AI will not just be necessary to keep our company safe but also our interest. The main beneficiary of Generative AI will be our aging population who are more vulnerable to being tricked by fraudsters into giving away information about their retirement funds and so on. 

The only question that is often associated with every breakthrough technology is whether we will be able to train the AI to work for us before the bad actors figure out a way to make it work against us. Time will tell.

BAC Mono Custom-Built, Street-Legal Track Car

Since AI is our topic of the week, I would like to talk about how Artificial Intelligence is gradually entering the automotive market. Two weeks ago, Nvidia held its GTC conference, where the vision of a car would be first created virtually with the help of AI and then custom-built to your specific taste.

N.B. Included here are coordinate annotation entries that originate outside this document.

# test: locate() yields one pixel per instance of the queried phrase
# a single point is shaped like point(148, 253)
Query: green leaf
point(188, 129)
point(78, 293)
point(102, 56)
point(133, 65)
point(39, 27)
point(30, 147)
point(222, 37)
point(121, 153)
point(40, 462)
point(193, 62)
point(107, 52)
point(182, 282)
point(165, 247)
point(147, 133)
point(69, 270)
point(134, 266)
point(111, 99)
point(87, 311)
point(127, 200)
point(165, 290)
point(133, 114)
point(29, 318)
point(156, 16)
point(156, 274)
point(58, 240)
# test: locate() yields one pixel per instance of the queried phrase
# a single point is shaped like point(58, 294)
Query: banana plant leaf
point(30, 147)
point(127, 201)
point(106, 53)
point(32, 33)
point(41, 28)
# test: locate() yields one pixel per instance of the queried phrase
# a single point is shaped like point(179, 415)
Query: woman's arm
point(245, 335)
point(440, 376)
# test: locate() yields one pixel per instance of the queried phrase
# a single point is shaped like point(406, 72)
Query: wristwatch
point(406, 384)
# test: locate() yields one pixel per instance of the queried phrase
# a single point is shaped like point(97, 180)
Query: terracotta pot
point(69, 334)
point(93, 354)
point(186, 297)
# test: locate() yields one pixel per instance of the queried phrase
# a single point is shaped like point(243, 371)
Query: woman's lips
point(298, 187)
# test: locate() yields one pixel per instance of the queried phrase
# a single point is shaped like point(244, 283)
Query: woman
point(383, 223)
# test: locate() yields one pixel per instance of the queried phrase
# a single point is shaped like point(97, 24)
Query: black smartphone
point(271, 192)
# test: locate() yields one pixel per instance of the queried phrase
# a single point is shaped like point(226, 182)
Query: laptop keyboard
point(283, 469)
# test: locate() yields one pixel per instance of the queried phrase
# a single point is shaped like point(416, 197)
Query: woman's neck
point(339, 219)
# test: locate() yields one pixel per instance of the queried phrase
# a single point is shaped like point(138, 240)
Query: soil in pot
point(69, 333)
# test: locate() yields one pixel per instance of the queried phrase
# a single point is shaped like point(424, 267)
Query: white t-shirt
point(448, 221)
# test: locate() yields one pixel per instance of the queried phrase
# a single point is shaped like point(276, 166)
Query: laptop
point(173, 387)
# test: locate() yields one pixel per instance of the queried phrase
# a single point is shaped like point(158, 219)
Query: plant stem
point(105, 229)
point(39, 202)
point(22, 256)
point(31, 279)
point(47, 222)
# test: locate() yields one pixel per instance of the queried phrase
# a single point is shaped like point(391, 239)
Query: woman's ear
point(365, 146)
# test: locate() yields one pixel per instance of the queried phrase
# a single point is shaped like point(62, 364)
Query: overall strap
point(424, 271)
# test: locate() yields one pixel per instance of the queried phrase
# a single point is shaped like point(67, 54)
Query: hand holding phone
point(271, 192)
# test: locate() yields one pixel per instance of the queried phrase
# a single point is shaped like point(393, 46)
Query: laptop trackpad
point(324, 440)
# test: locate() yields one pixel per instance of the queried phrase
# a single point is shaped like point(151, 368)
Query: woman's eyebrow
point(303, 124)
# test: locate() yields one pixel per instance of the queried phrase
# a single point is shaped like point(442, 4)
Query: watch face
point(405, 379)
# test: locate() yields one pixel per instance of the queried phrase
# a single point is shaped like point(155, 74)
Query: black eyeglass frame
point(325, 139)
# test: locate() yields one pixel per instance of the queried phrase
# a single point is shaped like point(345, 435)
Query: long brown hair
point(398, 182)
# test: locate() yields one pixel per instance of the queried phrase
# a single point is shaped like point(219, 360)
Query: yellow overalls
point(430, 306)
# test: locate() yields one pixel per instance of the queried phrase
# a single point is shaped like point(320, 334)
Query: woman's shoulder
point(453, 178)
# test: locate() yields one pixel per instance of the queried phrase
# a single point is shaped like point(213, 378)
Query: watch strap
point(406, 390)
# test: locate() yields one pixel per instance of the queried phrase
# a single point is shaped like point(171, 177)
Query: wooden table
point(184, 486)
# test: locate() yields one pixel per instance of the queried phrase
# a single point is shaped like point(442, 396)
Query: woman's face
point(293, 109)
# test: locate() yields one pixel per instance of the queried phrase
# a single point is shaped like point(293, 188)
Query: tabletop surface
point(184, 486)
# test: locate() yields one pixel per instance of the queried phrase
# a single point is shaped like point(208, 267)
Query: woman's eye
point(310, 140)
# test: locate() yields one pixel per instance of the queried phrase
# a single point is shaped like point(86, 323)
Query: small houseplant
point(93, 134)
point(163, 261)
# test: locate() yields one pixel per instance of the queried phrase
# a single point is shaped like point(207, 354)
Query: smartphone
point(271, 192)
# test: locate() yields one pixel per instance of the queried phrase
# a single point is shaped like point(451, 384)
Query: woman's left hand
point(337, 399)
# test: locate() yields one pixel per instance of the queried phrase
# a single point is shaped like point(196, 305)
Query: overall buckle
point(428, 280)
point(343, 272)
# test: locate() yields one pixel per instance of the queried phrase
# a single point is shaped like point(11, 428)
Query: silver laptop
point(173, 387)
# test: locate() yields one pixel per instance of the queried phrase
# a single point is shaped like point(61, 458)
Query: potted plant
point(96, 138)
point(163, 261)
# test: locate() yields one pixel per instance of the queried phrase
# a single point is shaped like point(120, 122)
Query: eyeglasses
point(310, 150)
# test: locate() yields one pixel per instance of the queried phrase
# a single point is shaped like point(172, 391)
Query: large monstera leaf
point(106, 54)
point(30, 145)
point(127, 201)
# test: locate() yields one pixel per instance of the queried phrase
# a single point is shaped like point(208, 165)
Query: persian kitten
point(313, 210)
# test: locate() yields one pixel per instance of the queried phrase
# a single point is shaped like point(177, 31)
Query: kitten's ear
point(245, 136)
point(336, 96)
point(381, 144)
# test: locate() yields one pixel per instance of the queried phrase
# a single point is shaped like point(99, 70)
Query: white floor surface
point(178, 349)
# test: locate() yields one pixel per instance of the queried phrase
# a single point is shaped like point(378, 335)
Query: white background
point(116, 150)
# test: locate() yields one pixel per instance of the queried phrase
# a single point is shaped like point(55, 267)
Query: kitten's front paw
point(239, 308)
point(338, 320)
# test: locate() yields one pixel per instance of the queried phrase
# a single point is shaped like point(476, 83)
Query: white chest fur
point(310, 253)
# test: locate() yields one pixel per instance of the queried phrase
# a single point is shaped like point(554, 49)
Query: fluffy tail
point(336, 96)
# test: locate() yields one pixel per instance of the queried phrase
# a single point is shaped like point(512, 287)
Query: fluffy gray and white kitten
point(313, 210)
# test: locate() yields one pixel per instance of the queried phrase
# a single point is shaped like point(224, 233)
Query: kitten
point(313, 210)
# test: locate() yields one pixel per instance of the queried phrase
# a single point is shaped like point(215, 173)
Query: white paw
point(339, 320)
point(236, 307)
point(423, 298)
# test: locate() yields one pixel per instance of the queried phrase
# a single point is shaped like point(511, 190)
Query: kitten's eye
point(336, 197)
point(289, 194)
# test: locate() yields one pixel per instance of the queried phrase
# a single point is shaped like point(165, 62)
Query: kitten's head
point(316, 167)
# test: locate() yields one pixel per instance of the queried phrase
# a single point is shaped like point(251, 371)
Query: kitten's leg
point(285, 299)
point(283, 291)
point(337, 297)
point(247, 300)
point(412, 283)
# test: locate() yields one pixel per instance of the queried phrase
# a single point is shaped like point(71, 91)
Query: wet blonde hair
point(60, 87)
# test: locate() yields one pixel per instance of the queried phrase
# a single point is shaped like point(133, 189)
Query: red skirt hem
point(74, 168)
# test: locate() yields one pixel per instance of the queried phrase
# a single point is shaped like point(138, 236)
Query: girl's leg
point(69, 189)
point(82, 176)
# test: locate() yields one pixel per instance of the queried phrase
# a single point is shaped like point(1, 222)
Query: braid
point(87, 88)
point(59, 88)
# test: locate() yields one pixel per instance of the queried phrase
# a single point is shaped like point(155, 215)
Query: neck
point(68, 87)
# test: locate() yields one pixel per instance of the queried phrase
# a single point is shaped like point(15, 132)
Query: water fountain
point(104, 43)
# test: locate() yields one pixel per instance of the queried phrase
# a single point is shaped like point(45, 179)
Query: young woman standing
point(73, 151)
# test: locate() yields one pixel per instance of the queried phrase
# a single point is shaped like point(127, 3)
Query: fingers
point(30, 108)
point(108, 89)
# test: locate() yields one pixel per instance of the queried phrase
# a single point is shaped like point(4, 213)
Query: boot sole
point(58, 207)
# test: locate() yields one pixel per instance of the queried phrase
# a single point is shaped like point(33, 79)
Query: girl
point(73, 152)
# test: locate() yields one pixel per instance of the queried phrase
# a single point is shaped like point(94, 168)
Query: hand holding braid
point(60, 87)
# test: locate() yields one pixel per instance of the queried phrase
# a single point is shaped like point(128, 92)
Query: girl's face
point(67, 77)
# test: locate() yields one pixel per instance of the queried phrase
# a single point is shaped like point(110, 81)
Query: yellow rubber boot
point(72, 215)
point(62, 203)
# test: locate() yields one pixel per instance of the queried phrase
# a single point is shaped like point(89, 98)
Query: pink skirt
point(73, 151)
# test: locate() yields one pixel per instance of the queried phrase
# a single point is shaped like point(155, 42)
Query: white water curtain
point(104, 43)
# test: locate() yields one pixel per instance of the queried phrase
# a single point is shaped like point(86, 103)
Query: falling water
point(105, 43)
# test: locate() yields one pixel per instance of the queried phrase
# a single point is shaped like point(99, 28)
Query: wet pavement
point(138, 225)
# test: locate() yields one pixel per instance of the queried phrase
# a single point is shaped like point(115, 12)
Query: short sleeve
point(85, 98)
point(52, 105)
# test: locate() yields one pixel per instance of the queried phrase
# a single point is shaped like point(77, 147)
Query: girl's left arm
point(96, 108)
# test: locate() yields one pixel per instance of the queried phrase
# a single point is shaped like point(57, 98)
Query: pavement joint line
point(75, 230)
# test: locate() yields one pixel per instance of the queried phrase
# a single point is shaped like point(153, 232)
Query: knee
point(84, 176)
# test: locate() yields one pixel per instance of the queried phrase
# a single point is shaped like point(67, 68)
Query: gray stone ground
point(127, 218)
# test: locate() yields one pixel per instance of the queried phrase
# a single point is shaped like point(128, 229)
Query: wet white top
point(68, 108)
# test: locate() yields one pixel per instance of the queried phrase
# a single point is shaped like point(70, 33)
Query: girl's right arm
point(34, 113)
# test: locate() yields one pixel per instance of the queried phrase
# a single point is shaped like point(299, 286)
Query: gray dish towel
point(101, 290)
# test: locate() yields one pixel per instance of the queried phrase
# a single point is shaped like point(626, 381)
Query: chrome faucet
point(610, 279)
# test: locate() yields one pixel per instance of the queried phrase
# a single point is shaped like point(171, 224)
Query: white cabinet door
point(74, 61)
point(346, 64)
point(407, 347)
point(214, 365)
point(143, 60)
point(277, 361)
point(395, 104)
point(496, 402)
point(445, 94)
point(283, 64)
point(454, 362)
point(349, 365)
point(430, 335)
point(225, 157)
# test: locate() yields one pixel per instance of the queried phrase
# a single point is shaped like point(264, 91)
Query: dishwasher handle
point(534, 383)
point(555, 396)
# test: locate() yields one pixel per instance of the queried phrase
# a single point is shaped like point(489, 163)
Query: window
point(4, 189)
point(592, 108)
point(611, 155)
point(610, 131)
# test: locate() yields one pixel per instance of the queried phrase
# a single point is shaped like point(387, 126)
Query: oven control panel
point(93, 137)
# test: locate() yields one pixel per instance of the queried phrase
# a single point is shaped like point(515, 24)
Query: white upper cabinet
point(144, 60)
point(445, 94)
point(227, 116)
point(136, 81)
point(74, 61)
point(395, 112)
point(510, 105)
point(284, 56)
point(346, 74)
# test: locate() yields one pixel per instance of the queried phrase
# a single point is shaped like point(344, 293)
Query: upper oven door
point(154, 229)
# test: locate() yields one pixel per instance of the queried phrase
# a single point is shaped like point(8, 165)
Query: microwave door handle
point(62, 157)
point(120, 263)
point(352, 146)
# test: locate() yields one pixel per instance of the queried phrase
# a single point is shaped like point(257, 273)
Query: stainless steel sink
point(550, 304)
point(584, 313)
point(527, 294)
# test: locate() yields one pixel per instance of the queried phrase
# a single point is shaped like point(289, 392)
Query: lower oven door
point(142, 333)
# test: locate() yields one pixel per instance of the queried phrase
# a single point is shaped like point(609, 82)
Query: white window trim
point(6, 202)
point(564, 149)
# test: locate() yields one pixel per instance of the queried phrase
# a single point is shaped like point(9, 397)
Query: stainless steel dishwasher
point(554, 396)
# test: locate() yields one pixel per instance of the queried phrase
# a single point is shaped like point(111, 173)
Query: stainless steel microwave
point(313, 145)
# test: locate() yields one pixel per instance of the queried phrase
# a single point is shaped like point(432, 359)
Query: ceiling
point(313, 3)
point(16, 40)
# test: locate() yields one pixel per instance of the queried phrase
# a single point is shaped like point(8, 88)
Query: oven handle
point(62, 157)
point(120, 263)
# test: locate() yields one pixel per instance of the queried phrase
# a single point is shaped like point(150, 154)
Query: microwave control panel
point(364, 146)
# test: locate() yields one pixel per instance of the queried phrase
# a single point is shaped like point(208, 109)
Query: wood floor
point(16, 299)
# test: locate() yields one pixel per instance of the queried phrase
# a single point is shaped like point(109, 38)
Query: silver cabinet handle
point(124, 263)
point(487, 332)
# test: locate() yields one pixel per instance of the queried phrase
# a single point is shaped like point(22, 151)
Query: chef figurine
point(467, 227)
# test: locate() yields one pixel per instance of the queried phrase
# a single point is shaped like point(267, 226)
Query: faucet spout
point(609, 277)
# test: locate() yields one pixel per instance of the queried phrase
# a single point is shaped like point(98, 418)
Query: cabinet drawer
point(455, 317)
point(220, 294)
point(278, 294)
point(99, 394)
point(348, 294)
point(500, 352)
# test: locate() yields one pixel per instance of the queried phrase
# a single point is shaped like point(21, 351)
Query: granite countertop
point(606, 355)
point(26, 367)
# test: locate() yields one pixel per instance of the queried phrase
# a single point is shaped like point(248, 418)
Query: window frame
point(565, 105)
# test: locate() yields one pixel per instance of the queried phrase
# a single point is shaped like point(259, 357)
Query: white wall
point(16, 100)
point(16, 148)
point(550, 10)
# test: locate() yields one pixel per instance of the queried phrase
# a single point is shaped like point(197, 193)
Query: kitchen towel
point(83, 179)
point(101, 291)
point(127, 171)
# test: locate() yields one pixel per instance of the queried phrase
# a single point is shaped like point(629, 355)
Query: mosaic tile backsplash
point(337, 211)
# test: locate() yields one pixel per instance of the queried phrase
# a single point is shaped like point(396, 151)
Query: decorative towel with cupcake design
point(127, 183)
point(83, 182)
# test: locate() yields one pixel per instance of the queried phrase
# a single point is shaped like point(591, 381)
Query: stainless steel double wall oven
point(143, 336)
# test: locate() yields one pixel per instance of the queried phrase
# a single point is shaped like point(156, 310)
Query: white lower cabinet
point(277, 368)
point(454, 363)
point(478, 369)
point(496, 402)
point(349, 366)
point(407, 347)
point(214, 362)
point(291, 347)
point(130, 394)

The BAC Mono car too gives us a glimpse of the future of the automotive market. Utilizing workstation tools from HP, BAC has pioneered a process similar to that of Nvidia’s vision. Unlike traditional sports cars which were made for daily use, the BAC Mono is custom-built for the track, offering a superlative driving experience. 

Dedicated track cars that are also street-legal are rare and very expensive, and customization is limited. By using metaverse and VR technologies, this last can be changed. Not only can the car be more customized, but it can also be built more quickly, virtually tested, and better enabled to pass the changing regulations for driving on public roads.

With a price of $151,000, the BAC Mono isn’t for the faint of heart, but it will outperform supercars on the track that cost a lot more. It is designed to help you hit your corners efficiently and will draw a crowd similar to what a supercar can draw at a fraction of the price.

It may not impress your date, given it has one seat, but in most supercars, your date will stop being impressed once she tries to get in the car without providing an unintended photo opportunity.

Also, since this is a track car, you’ll be less motivated to do stupid things, which often seem to define supercar drivers (YouTube has thousands of videos of supercar drivers doing expensive, stupid things).

Not only is the BAC Mono a precursor to how we’ll buy cars in the future, but I also lust for one, so it’s my Product of the Week.